I’m sure its not company policy to get your customers to cancel the magazines, but it is human nature to want stuff for free, and somehow I was rung up by an actual human.
I have had terrible times at Circuit City and they have a reputation for scamming their customers at every opportunity (Xbox Live update only $50!). Besides having to wait now and then I think Amazon may be the best place to buy most things.

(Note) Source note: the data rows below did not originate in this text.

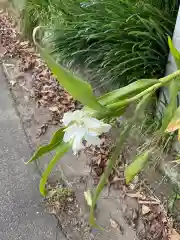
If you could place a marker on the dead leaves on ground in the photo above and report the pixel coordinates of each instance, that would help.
(45, 88)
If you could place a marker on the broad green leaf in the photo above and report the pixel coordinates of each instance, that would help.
(55, 141)
(175, 53)
(172, 106)
(88, 197)
(60, 151)
(115, 155)
(79, 89)
(136, 166)
(175, 122)
(126, 92)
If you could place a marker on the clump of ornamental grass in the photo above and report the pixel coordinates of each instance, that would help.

I was just clued into the website http://www.familyvideo.com/. They have great prices and a shipping deal that allows you to basically overnight your entire order for a flat charge of $5.50. It even works on orders that contain games that come out at different times. My last order was Halo 3, Mass Effect and GH III (360). I got Halo 3 the day after launch, and GH III was delivered this morning. Plus with the special prices if I figure that I got Halo and Mass Effect for normal price ($60) that makes for GH III overnight shipped for $60. I get one e-mail from them a week just informing me on their weekly deals (which I don’t mind).
I guess in order to make it worthwhile you really need to order more than two games at a time, but with the crop of games coming in the next couple of months I don’t think it will be a problem.